A major reason for the decline in emissions of just 30% from Belgian flights was due to the high proportion of cargo flights, which increased from 11% to 25% in 2020 compared to 2019, reported a Eurocontrol ‘data snapshot’. Cargo flights use larger aircraft and fly further than the Belgian average, it said, and therefore generate above-average CO2 emissions. A second reason was that due to short-haul cancellations, the average scheduled flight was much longer than in 2019, so emitted more CO2.
Brussels Airport said its cargo operations had experienced greater demand than ever in 2020, experiencing a 2.2% year-on-year increase in cargo volumes. The strongest growth was in the full-freighter segment, which was up 43% on 2019, and express services saw a year-on-year increase of 18%. This year, the number of vaccine shipments from Brussels Airport is already rising.
“The year 2020 truly was a very unusual and difficult year for the aviation industry.
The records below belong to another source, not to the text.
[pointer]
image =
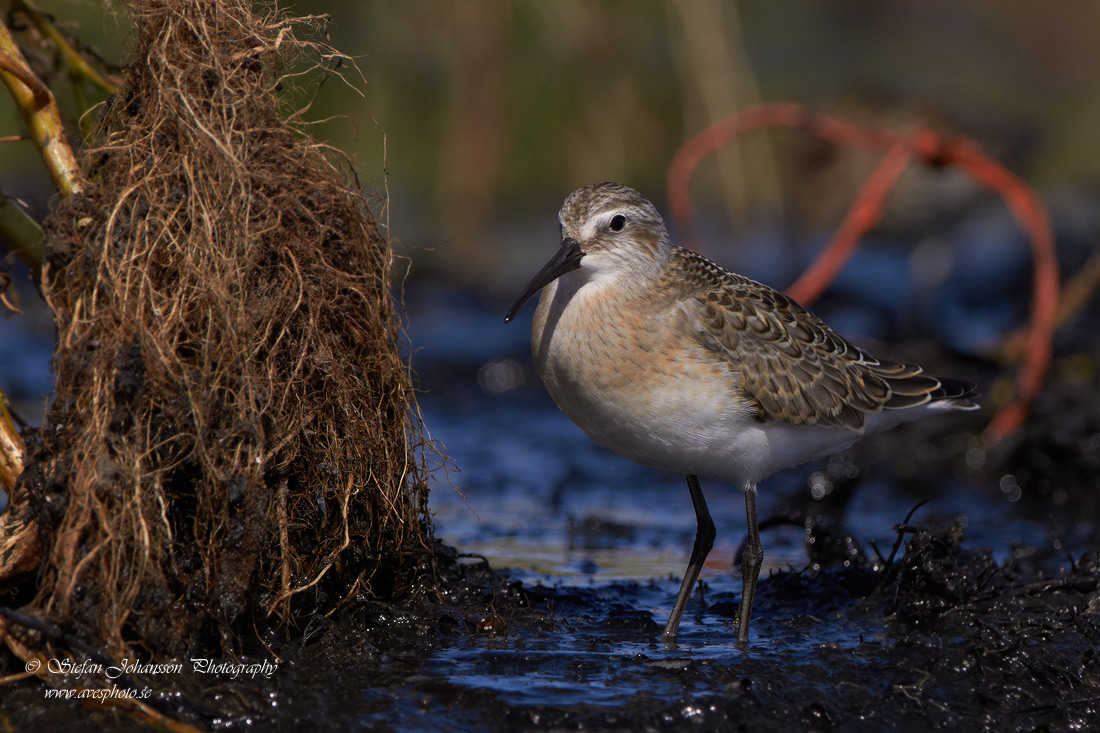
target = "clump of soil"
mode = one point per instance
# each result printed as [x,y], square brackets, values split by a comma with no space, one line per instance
[234,436]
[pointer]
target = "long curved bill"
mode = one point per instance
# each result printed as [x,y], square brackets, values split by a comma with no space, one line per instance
[567,259]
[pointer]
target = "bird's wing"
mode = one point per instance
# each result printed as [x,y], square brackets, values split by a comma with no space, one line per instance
[792,367]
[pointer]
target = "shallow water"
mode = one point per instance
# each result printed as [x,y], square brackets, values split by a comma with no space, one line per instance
[536,496]
[601,544]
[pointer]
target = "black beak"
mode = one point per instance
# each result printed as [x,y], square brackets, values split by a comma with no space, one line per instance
[567,259]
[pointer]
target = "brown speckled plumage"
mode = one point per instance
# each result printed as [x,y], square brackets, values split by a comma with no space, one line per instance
[793,367]
[672,361]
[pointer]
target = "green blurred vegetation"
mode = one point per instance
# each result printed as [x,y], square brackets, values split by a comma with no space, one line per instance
[493,111]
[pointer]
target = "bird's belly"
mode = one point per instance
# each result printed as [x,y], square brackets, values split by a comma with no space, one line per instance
[662,401]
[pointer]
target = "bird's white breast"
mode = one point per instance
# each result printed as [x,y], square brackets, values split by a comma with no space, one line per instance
[636,382]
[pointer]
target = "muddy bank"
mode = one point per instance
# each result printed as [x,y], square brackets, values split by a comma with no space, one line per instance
[948,639]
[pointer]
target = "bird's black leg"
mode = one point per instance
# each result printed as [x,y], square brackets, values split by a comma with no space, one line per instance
[751,558]
[704,540]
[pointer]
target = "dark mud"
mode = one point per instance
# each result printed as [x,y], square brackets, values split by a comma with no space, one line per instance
[946,638]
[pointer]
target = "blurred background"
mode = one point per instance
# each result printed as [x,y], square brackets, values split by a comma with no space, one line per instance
[475,119]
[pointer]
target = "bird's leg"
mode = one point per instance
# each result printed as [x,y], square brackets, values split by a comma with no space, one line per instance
[751,558]
[704,540]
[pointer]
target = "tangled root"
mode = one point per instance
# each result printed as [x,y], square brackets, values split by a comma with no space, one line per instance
[233,434]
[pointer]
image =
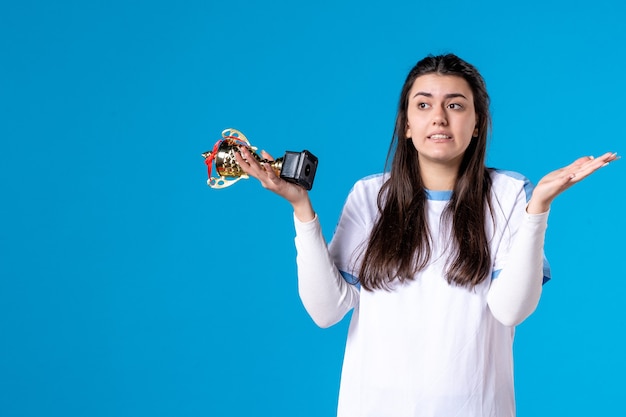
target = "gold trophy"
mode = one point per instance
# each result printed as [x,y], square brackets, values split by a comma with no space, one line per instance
[296,167]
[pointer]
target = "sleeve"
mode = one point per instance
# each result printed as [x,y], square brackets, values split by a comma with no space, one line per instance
[515,292]
[326,296]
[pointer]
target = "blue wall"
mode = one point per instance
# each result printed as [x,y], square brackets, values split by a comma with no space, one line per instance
[129,288]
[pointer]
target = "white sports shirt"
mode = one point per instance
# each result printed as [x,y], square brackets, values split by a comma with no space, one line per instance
[426,348]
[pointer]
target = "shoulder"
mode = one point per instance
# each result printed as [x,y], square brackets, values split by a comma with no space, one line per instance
[506,182]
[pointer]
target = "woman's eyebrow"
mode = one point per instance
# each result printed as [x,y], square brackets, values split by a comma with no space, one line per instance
[447,96]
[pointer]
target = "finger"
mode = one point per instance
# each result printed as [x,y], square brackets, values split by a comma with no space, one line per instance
[267,156]
[592,166]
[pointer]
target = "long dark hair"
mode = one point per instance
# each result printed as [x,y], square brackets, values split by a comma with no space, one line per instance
[400,242]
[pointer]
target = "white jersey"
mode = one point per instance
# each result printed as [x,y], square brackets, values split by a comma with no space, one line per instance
[426,348]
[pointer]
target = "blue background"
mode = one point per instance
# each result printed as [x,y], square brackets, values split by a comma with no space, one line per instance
[130,288]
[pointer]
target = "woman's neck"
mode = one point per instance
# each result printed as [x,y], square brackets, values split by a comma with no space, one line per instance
[438,177]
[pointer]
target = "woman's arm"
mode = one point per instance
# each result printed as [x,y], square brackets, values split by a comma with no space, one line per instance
[515,293]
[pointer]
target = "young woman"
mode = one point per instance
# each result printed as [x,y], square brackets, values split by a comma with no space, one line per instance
[440,258]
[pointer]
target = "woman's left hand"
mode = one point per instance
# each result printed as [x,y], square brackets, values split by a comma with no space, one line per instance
[553,184]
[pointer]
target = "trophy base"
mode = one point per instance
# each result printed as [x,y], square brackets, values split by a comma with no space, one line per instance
[299,168]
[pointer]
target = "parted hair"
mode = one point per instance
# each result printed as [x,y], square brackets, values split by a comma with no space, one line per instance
[400,243]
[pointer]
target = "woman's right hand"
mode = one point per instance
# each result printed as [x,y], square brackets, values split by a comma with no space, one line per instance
[293,193]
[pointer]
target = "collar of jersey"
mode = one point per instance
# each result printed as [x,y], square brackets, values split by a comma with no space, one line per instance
[439,195]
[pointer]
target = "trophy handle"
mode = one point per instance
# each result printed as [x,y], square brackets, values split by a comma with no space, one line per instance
[232,136]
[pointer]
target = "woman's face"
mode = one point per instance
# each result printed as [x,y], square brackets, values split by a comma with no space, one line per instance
[441,119]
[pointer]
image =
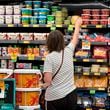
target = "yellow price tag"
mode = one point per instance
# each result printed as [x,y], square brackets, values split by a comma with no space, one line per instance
[26,42]
[31,57]
[26,25]
[58,25]
[35,25]
[85,60]
[84,26]
[98,26]
[85,73]
[10,25]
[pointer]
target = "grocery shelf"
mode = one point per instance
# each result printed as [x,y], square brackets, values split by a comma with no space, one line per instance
[52,25]
[99,43]
[8,41]
[5,57]
[32,42]
[28,89]
[92,74]
[8,25]
[92,88]
[29,107]
[89,60]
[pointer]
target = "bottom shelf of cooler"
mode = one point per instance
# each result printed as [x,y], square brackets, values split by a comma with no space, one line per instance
[29,107]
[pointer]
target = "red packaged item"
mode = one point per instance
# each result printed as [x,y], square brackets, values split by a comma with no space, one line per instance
[95,11]
[104,16]
[85,16]
[105,11]
[86,11]
[100,52]
[96,17]
[103,21]
[94,22]
[86,22]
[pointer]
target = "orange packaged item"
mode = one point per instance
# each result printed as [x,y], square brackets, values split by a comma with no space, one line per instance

Fortunately, our cargo department has been in great demand throughout the crisis, particularly for the transport of pharmaceuticals and perishables, and for e-commerce,” said the airport’s Chief Executive, Arnaud Feist. “The major role Brussels Airport played since the end of November in the transport of Covid-19 vaccines will undoubtedly continue throughout 2021.”
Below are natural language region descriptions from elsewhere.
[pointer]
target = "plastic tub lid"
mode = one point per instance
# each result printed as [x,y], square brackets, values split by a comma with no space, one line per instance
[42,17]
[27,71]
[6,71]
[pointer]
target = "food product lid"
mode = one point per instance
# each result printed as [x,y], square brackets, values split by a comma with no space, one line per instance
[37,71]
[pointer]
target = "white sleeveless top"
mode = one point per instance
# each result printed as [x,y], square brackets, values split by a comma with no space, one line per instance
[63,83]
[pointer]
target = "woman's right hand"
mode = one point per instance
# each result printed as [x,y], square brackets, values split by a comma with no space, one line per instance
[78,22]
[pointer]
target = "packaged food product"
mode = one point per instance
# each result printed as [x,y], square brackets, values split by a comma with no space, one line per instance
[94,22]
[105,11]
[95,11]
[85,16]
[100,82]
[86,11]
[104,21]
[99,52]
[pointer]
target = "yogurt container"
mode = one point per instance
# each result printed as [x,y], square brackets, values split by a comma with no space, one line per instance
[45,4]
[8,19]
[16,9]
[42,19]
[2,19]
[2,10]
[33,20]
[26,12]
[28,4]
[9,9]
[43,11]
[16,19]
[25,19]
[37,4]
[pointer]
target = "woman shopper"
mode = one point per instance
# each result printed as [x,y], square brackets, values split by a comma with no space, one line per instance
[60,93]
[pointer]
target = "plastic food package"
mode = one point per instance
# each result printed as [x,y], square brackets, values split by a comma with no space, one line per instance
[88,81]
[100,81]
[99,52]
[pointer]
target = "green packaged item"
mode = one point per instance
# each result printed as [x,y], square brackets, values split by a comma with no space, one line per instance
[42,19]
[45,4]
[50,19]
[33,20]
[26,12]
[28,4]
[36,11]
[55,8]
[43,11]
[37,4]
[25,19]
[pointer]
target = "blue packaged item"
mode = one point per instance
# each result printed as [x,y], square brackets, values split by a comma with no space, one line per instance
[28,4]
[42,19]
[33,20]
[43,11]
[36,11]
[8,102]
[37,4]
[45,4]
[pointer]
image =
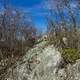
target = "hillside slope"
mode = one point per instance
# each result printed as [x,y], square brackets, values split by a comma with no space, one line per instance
[42,63]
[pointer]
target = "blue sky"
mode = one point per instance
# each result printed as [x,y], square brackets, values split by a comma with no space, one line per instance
[35,9]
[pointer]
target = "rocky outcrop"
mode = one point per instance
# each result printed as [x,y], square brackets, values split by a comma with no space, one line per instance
[43,63]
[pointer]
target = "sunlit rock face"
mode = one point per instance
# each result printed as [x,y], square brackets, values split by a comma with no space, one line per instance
[38,64]
[42,63]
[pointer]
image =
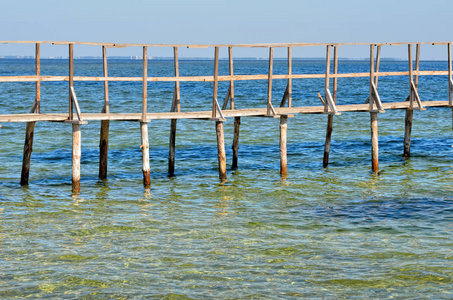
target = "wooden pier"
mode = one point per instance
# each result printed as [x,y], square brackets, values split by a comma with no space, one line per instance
[218,113]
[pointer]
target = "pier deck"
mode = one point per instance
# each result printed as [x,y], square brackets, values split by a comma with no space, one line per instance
[217,112]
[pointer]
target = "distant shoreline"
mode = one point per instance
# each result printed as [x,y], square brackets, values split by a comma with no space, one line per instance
[201,58]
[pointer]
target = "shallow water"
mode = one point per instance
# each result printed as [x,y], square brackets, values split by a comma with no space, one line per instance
[340,232]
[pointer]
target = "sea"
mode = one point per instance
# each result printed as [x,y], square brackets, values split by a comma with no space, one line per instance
[340,232]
However, airlines are having to dramatically reduce their capacity with the stricter travel restrictions now being applied across Europe, said Eurocontrol.
“It is clear that the months of February and March will be exceptionally low across the network, except for cargo, some business traffic and skeleton schedule services,” predicted Eamonn Brennan, Director General of Eurocontrol. “Even April is expected to perform very poorly, with only a limited pick-up for the Easter period. Flights in Europe will probably only be around 25-30% of normal. It is a complete disaster for European aviation – an industry that’s already on its knees.”
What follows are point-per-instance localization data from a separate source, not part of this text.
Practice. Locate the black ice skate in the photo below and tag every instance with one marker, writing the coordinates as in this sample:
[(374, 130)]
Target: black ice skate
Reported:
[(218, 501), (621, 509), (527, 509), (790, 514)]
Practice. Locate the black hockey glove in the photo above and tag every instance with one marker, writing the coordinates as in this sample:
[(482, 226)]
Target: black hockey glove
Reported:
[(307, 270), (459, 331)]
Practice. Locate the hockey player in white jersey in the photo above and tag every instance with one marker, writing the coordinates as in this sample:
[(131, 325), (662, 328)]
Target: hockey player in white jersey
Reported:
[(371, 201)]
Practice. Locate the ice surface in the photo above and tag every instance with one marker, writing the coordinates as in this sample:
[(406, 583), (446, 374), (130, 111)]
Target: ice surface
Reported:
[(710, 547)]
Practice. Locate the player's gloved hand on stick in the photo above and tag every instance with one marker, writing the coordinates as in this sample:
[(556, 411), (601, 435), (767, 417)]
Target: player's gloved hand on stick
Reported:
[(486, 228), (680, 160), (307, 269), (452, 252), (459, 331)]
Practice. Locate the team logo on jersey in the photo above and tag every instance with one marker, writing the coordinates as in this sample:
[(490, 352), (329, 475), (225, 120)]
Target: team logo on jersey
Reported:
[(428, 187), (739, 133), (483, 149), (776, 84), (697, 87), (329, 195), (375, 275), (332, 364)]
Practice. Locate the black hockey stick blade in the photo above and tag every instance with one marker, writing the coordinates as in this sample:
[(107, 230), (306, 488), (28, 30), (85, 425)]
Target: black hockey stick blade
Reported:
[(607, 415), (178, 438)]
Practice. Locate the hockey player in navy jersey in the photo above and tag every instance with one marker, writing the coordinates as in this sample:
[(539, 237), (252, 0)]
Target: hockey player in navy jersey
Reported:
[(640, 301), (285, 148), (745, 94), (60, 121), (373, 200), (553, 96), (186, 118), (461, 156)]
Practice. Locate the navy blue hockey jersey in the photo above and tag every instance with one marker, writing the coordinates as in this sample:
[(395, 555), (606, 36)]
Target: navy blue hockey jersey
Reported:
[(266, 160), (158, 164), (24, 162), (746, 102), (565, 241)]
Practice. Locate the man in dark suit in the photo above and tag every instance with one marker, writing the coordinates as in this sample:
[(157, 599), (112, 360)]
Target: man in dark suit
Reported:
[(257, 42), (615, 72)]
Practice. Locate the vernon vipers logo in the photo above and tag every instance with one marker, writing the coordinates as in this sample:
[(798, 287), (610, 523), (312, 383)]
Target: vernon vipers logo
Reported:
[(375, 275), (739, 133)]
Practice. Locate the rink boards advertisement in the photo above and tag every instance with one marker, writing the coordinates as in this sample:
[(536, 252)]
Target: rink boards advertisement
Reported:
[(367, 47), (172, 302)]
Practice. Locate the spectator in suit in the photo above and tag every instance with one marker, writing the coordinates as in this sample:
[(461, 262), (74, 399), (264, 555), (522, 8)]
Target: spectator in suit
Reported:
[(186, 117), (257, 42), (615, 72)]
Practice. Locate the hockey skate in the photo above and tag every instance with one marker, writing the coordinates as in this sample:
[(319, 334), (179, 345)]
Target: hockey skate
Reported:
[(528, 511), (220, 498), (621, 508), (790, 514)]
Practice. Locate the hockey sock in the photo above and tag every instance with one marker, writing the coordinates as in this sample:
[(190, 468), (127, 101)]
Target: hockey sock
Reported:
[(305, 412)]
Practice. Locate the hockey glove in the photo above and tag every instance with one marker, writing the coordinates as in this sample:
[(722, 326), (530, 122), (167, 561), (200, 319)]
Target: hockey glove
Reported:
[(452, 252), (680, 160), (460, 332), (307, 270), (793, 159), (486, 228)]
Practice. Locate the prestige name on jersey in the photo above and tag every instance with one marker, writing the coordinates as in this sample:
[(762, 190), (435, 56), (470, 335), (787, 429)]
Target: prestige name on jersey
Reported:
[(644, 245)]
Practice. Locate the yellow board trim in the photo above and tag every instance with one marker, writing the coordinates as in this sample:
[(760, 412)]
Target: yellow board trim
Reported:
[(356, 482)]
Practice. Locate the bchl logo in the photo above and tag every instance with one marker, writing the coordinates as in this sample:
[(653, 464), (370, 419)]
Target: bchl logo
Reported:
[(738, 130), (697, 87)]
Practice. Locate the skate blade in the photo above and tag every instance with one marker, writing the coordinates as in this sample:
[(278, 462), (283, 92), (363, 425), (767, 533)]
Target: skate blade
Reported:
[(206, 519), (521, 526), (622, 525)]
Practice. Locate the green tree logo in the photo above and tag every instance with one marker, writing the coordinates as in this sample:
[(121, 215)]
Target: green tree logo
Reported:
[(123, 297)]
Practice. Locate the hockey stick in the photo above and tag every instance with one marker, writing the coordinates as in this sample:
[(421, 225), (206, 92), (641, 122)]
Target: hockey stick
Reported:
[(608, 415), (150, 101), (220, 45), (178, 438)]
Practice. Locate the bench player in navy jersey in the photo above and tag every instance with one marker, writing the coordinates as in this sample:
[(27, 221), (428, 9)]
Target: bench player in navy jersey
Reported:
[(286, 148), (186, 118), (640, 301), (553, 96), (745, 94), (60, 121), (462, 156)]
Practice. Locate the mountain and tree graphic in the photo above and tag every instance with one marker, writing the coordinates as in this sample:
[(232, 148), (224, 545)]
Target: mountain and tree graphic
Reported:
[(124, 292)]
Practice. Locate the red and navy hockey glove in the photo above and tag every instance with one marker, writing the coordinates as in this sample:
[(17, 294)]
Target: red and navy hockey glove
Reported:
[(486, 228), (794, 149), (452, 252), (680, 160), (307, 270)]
At a global level, new forecasts from airports association ACI World indicate a slow, uneven and uncertain recovery in 2021. By the end of 2020, the global airport industry had experienced a reduction of more than 6 billion passengers, representing a decline of 64.2% on the previous year, according to ACI’s latest Covid-19 impact analysis. Its World Airport Traffic Forecasts report shows that over the next five years, passenger traffic worldwide is expected to grow at an annualised rate of +2.4%. While markets with significant domestic traffic are not expected to recover to pre-Covid levels before 2023, markets with a significant share of international traffic will recover much more slowly, expects ACI.
The report shows the Asia-Pacific and Latin America-Caribbean regions are predicted to experience the fastest growth, achieving five-year growth rates of +3.5% and +3.1%, respectively. Africa, Europe, the Middle East and North America will see a more modest expansion, with growth ranging from +1.2% to +1.9%, it says.
China is expected to become the largest passenger market in 2031, surpassing the US, and is projected to continue to dominate passenger rankings in 2040 with just over 3.6 billion passengers, an 18.3% share of the global passenger traffic market. The US and India follow, with 2.9 and 1.3 billion passengers, respectively. Together, the three countries will handle almost 40% of global passenger traffic.